ForkJoinPool stalls during invokeAll/join

ForkJoinPool stalls during invokeAll/join - java

I try to use a ForkJoinPool to parallelize my CPU intensive calculations.
My understanding of a ForkJoinPool is, that it continues to work as long as any task is available to be executed. Unfortunately I frequently observed worker threads idling/waiting, thus not all CPU are kept busy. Sometimes I even observed additional worker threads.
I did not expect this, as I strictly tried to use non blocking tasks.
My observation is very similar to those of ForkJoinPool seems to waste a thread.
After debugging a lot into ForkJoinPool I have a guess:
I used invokeAll() to distribute work over a list of subtasks. After invokeAll() finished to execute the first task itself it starts joining the other ones. This works fine, until the next task to join is on top of the executing queue. Unfortunately I submitted additional tasks asynchronously without joining them. I expected the ForkJoin framework to continue executing those task first and than turn back to joining any remaining tasks.
But it seems not to work this way. Instead the worker thread gets stalled calling wait() until the task waiting for gets ready (presumably executed by an other worker thread). I did not verify this, but it seems to be a general flaw of calling join().
ForkJoinPool provides an asyncMode, but this is a global parameter and can not be used for individual submissions. But I like to see my asynchronously forked tasks to be executed soon.
So, why does ForkJoinTask.doJoin() not simply executes any available task on top of its queue until it gets ready (either executed by itself or stolen by others)?

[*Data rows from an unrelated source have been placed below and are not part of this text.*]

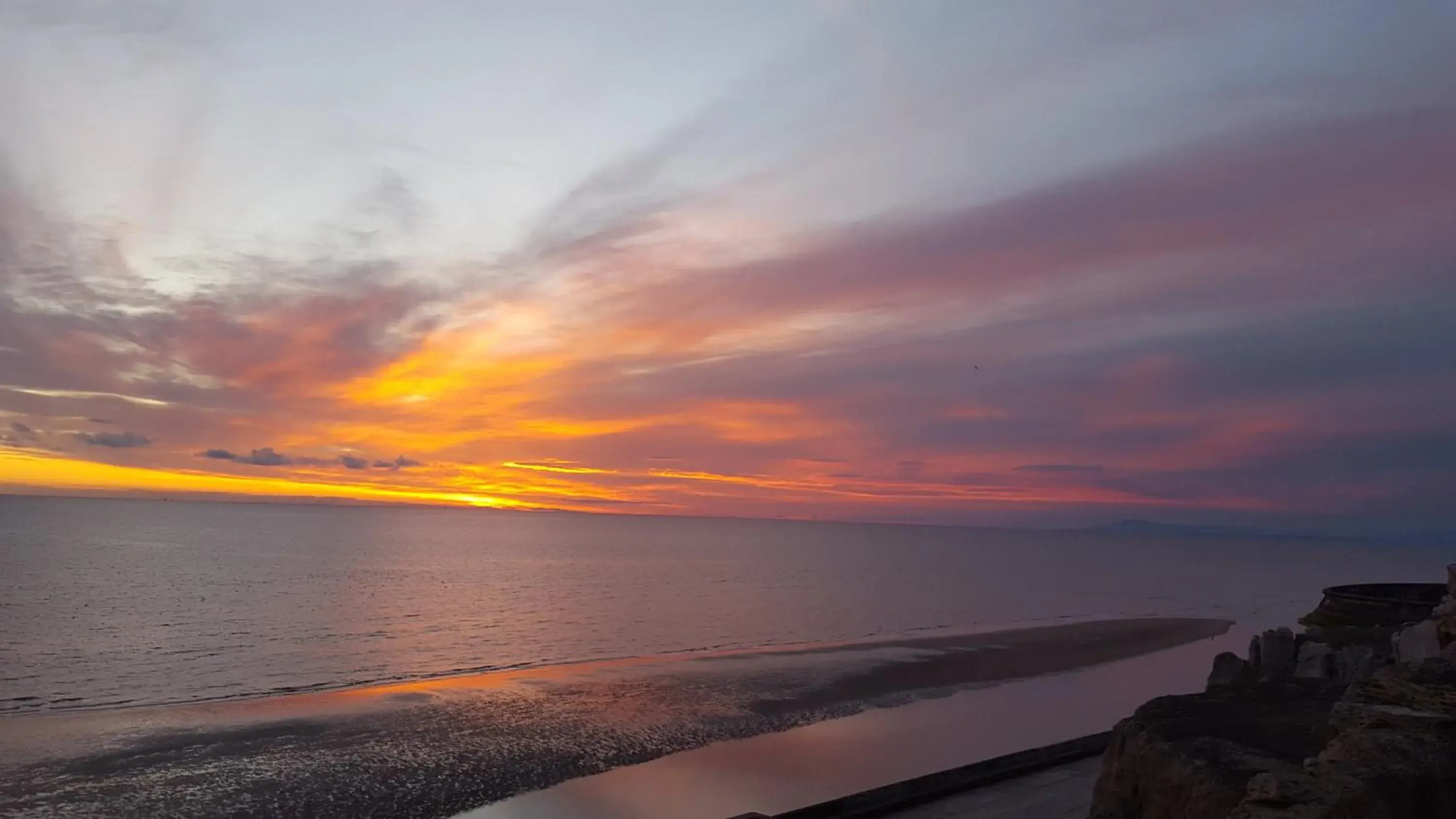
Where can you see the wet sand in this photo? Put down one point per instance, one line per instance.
(437, 747)
(1004, 655)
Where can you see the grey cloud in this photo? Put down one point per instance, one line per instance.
(114, 440)
(264, 457)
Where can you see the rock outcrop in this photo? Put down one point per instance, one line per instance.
(1302, 729)
(1191, 757)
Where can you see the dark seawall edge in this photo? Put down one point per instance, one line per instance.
(931, 787)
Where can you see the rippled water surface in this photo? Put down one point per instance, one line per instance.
(124, 603)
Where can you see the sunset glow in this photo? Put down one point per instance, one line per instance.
(836, 264)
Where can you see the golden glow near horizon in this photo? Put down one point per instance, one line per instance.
(782, 273)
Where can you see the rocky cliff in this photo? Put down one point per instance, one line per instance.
(1301, 729)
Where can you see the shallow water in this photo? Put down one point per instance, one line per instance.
(126, 603)
(207, 659)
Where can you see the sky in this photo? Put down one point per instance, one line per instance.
(1007, 264)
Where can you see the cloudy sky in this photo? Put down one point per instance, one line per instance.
(921, 261)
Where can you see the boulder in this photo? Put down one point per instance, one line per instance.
(1445, 608)
(1315, 662)
(1355, 664)
(1191, 757)
(1228, 670)
(1417, 642)
(1276, 655)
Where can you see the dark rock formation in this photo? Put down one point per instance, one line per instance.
(1277, 654)
(1191, 757)
(1228, 670)
(1302, 731)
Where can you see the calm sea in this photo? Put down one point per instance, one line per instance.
(127, 603)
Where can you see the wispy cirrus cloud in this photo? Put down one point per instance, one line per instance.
(918, 306)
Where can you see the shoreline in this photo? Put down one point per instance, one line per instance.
(443, 745)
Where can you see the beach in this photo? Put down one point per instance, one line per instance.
(439, 747)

Since nobody else seems to understand my question I try to explain what I found after some nights of debugging:
The current implementation of ForkJoinTasks works well if all fork/join calls are strictly paired. Illustrating a fork by an opening bracket and join by a closing one a perfect binary fork join pattern may look like this:
{([][]) ([][])} {([][]) ([][])}
If you use invokeAll() you may also submit list of subtasks like this:
{([][][][]) ([][][][]) ([][][][])}
What I did however looks like this pattern:
{([) ([)} ... ]]
You may argue this looks ill or is a misuse of the fork-join framework. But the only constraint is, that the tasks completion dependencies are acyclic, else you may run into a deadlock. As long as my [] tasks are not dependent on the () tasks, I don't see any problem with it. The offending ]]'s just express that I do not wait for them explicitly; they may finish some day, it does not matter to me (at that point).
Indeed the current implementation is able to execute my interlocked tasks, but only by spawning additional helper threads which is quite inefficient.
The flaw seems to be the current implementation of join(): joining an ) expects to see its corresponding ( on top of its execution queue, but it finds a [ and is perplexed. Instead of simply executing [] to get rid of it, the current thread suspends (calling wait()) until someone else comes around to execute the unexpected task. This causes a drastic performance break down.
My primary intend was to put additional work onto the queue to prevent the worker thread from suspending if the queue runs empty. Unfortunately the opposite happens :-(

You are dead right about join(). I wrote this article two years ago that points out the problem with join().
As I said there, the framework cannot execute newly submitted requests until it finishes the earlier ones. And each WorkThread cannot steal until it's current request finishes which results in the wait().
The additional threads you see are "continuation threads." Since join() eventually issues a wait(), these threads are needed so the entire framework doesn't stall.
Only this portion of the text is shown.